21
votes

I have a very simple scenario involving a database and a JMS in an application server (Glassfish). The scenario is dead simple:

1. an EJB inserts a row in the database and sends a message.
2. when the message is delivered with an MDB, the row is read and updated. 

The problem is that sometimes the message is delivered before the insert has been committed in the database. This is actually understandable if we consider the 2 phase commit protocol:

1. prepare JMS
2. prepare database
3. commit JMS
4. ( tiny little gap where message can be delivered before insert has been committed)
5. commit database

I've discussed this problem with others, but the answer was always: "Strange, it should work out of the box".

My questions are then:

  • How could it work out-of-the box?
  • My scenario sounds fairly simple, why isn't there more people with similar troubles?
  • Am I doing something wrong? Is there a way to solve this issue correctly?
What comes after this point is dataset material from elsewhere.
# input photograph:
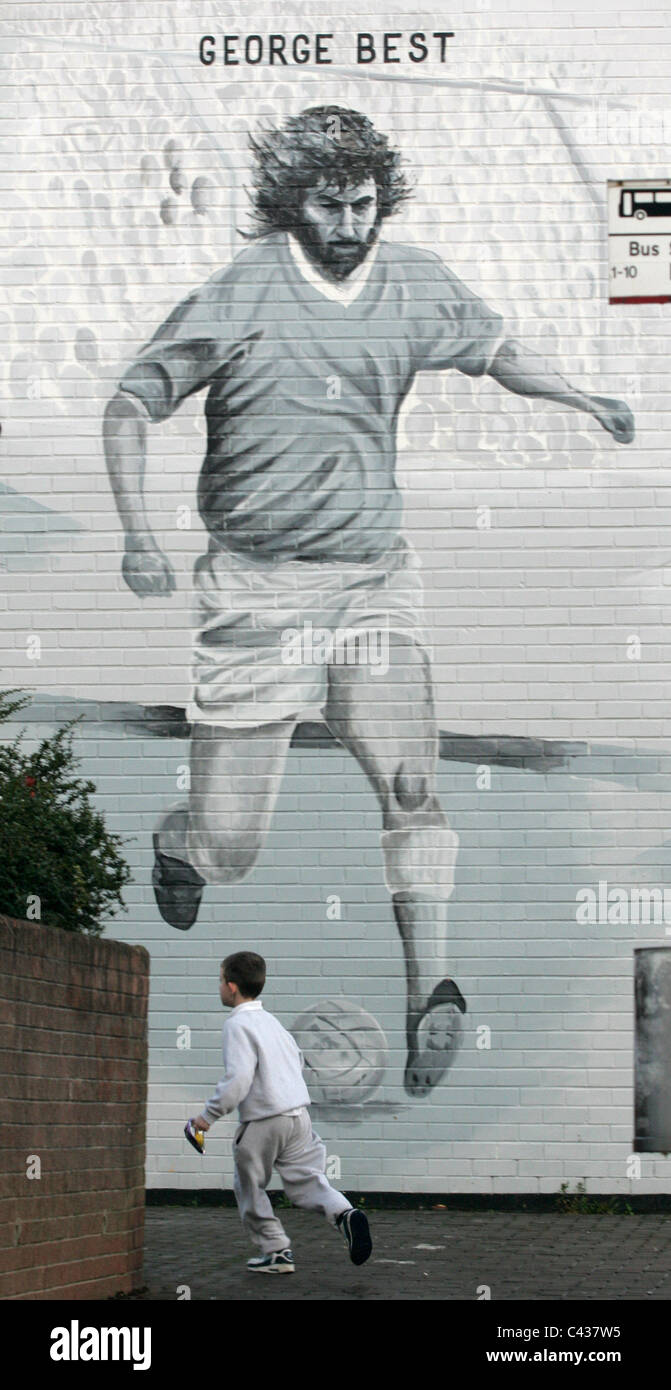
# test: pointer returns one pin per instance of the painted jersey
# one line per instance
(304, 394)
Here are a bit more details about my understanding of the problem:

This timing issue exist only if the participant are treated in this order. If the 2PC treats the participants in the reverse order (database first then message broker) that should be fine. The problem was randomly happening but completely reproducible.

I found no way to control the order of the participants in the distributed transactions in the JTA, JCA and JPA specifications neither in the Glassfish documentation. We could assume they will be enlisted in the distributed transaction according to the order when they are used, but with an ORM such as JPA, it's difficult to know when the data are flushed and when the database connection is really used. Any idea?

1
questions: is MDB running on same server? if yes is MDB also using JPA to update the record? if yes are you using second level cache (I read you are using Hibernate in the Other post)? And finally if yes (using cache) can I know what implementation of cache you are using?Elister
@Elister. Everything runs in the same server. We used JPA everywhere. Second level cache was disabled altogether. (The workaround we found was to use a native query select * for update to read the row in the MDB. Then it waits until 1st transaction is committed.)ewernli
Could you please show some pseudo code? I'd like to know if you update the db in one EJB method and send the JMS message in another one (and maybe wrap the whole thing in a third method), if you use different EJBs, etc.Pascal Thivent
@Pascal I had created a reproducing test case. Here it is the source code and the instructions: forums.java.net/jive/message.jspa?messageID=353154#391321ewernli
WebSphere 7 has added this support. Look at the "Commit priority for transactional resources" section publib.boulder.ibm.com/infocenter/wasinfo/fep/index.jsp?topic=/…Aravind Yarram

1 Answers

12
votes

You are experiencing the classic XA 2-PC race condition. It does happen in production environments.

There are 3 things coming to my mind.

  1. Last agent optimization where JDBC is the non-XA resource.(Lose recovery semantics)
  2. Have JMS Time-To-Deliver. (Deliberately Lose real time)
  3. Build retries into JDBC code. (Least effect on functionality)

Weblogic has this LLR optimization avoids this problem and gives you all XA guarantees.